As much as I enjoy the digital world, I can’t let go of good, old-fashioned paper records for several reasons.  Paper is portable.  Paper is still really easy to annotate.  Paper is easy to spread across the dining room table to look at everything all at once.

Ah, but as wonderful as paper is, it poses a challenge to organize effectively so that it doesn’t take over your genealogy space, and you can find what you need with minimal cursing.  I’ve tried folders.  I’ve tried 3-ring binders.  I’ve tried according files.  And I’ve never been satisfied with the solution.  Until now.

The Secret to My New Found Organizational Success

I have to tell you I’m rather tickled at this new system, which works really well for me.  Maybe you’ll find an idea here that will help you, too.

Here’s the system.

Let’s say I’m working on a particular person, family, family cluster or regional subject.  It really doesn’t matter the scope or nature of the project for the system to work.  I start in on my research, and I’ve collected several paper sources.  On each source, I’ve attached my Post It with the source information.

Source Index – The next step is to create a source index.  Have you ever made copies of a book or other source, then gone back to it and wondered why you have this record?  Or better yet what families does it or does it not pertain to?  I certainly have – repeatedly to the same source.  So to solve this, I use a large Post-It Note (4×6 ish with lines (lines not necessary), and make a list of the topics (usually family names) and they pages they are referenced in the source!  Viola!  Instant visibility to the work.  Additionally, at the bottom of the Source Index, I list all of the family names (or topics) that I’ve checked in this source and are not listed.  Next to these topics I put a null sign.  Personally, I think it is research nirvana to check the index and quickly discover that I’ve been down this road before and didn’t find anything.  Amazing!  Organization.
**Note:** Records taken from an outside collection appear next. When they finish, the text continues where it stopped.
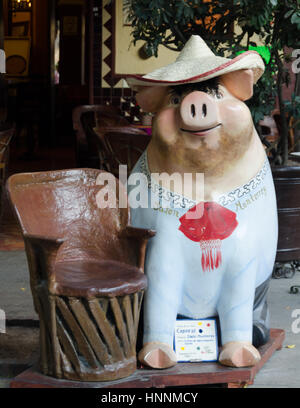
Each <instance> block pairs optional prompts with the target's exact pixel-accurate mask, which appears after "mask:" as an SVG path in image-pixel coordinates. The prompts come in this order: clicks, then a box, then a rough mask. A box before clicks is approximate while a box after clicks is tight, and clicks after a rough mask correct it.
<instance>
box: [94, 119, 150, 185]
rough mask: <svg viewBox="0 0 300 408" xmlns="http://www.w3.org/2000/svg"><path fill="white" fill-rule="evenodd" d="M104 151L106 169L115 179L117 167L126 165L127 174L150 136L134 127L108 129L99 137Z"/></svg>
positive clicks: (148, 141)
mask: <svg viewBox="0 0 300 408" xmlns="http://www.w3.org/2000/svg"><path fill="white" fill-rule="evenodd" d="M100 137H101V138H102V140H103V144H104V146H105V150H106V168H107V171H109V172H111V173H113V174H114V175H115V176H116V177H118V174H119V165H120V164H122V165H127V171H128V174H129V173H130V172H131V170H132V169H133V167H134V165H135V164H136V162H137V161H138V159H139V158H140V156H141V154H142V153H143V151H144V150H145V149H146V147H147V145H148V143H149V142H150V140H151V135H149V134H147V133H146V132H145V131H143V130H141V129H138V128H136V127H134V126H122V127H118V128H117V127H108V128H106V129H105V130H104V132H103V134H102V135H101V136H100Z"/></svg>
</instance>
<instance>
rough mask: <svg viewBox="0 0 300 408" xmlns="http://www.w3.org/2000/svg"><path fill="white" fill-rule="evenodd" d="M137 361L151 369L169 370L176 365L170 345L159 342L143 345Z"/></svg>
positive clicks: (152, 341) (175, 360)
mask: <svg viewBox="0 0 300 408" xmlns="http://www.w3.org/2000/svg"><path fill="white" fill-rule="evenodd" d="M138 359H139V361H140V362H141V363H142V364H144V365H146V366H148V367H151V368H169V367H173V366H174V365H176V364H177V358H176V354H175V353H174V351H173V350H172V348H171V347H170V345H169V344H166V343H161V342H159V341H152V342H150V343H145V344H144V346H143V348H142V350H141V351H140V352H139V354H138Z"/></svg>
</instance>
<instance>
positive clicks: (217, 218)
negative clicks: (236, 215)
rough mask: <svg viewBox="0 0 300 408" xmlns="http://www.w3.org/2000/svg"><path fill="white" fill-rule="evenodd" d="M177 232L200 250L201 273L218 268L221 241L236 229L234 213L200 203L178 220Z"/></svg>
mask: <svg viewBox="0 0 300 408" xmlns="http://www.w3.org/2000/svg"><path fill="white" fill-rule="evenodd" d="M179 221H180V223H181V225H180V227H179V230H180V231H181V232H183V234H184V235H185V236H186V237H187V238H189V239H190V240H192V241H195V242H199V243H200V248H201V250H202V258H201V263H202V269H203V271H204V272H205V271H207V270H213V269H216V268H218V267H219V266H220V265H221V262H222V254H221V241H222V240H223V239H226V238H228V237H229V236H230V235H231V234H232V233H233V231H234V230H235V229H236V227H237V225H238V222H237V220H236V213H234V212H233V211H230V210H228V209H227V208H225V207H222V206H221V205H219V204H217V203H215V202H205V203H203V202H201V203H199V204H197V205H195V206H194V207H193V208H191V209H190V210H189V211H188V212H187V213H185V214H184V215H183V216H182V217H181V218H180V219H179Z"/></svg>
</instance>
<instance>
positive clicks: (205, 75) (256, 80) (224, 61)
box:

Project Folder – Now the system doesn’t stop there.  Imagine having collected a dozen paper records related to your project.  Normally, I would put each in a folder with the name of the source and it would be lost to me.  Now, I use these nifty 9x12ish plastic. envelope-like folders that I found at Office Max.  I put each source, with its Post-it with source information, and its Source Index (see above picture) in the folder, horizontally, so the long edge is facing the opening.  Additionally, the folders have CD pockets.  I know have a place to securely put my NARA CDs with pension records!
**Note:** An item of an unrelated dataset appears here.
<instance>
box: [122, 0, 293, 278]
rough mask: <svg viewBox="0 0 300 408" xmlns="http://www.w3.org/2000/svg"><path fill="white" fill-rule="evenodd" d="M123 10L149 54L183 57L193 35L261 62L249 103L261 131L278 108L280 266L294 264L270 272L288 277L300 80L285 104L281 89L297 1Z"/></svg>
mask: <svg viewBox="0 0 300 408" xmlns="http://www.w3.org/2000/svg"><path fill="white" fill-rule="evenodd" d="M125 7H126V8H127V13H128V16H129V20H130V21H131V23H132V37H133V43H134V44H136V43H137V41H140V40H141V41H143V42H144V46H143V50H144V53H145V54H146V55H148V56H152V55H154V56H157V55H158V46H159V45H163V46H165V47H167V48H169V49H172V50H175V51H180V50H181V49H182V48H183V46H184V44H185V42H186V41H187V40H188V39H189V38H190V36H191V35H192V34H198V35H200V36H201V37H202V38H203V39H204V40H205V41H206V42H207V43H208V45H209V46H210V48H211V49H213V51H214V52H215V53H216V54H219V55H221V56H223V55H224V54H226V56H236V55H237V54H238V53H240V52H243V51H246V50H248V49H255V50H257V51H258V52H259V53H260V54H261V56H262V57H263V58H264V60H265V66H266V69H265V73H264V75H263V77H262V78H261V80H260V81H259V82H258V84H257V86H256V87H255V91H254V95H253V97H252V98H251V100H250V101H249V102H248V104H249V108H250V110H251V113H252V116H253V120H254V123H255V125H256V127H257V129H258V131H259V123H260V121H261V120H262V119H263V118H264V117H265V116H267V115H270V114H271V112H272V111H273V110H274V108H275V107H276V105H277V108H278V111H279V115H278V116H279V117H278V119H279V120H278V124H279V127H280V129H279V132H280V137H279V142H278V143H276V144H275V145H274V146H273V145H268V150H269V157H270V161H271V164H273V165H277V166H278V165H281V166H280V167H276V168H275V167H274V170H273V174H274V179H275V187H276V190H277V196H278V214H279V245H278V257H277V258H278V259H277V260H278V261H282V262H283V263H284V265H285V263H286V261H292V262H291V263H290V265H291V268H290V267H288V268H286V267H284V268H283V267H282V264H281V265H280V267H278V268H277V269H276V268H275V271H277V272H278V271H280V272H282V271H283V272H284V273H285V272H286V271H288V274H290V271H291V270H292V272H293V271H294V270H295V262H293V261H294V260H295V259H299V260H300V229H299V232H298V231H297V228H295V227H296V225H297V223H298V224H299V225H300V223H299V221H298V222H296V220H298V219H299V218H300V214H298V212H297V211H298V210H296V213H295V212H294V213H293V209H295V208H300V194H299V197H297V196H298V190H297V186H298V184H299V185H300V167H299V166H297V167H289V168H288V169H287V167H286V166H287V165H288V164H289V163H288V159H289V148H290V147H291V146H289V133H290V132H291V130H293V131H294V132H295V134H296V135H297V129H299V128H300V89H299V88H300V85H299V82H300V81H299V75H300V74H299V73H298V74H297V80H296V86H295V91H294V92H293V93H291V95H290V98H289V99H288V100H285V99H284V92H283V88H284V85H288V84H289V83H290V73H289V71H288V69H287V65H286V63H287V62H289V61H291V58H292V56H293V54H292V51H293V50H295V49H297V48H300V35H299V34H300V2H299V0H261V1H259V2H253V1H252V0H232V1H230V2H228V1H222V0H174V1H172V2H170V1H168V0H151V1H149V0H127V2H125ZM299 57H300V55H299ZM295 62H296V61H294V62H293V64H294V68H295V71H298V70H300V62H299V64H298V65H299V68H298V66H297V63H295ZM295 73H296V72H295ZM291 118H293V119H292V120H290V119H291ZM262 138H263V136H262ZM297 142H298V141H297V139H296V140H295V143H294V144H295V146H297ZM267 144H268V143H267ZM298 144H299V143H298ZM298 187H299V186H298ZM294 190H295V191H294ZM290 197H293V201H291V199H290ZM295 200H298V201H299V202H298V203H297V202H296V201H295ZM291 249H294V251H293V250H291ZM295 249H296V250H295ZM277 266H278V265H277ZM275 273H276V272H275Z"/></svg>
Now, you may ask, how do you know what’s in the folder?

Source Tabs – Again at Office Max, I found the most wonderful tabs-you-can-write-on.  I’ll admit they are a tad pricey, but they are reusable, and worth their weight in gold in time and frustration saved.  I take a tab and place it on the long-edge of each source (laying horizontally in the Project Folder), and write the name of the source on it.  Then when I look in the folder, I have a default “index” one source on each tab, of everything I have the the folder.  TOO Easy!

Folder Labels – With all of my work in hand, the last thing I want to do is lose it by leaving it behind at the library or archives.  So, I took a tip from a lecture I heard a few years ago, and printed return label- like labels with all of my contact information on them.  Each label has my name, address, phone, email, etc.  I put one of these labels on all of my personal books – and my project folders.

A couple last thoughts  We know plastic is not good for any original documents, and we never want to take our precious originals out of the house.  So, for this purpose I make copies of anything delicate, and include the copy in the project folder.  And for the sake of ease and distinction, I put a simple notebook paper cover sheet in front of the folder with the name of the research project.  That way I don’t have to fish through folders to figure out which project is which!  (not that I’m ever working on more that one project at a time!)

There you go.  The insights into my latest, best research organization system.  If you try anything you heard about here, let me know how it works.  And I’ll let you know if I come up with a new latest, best organization system.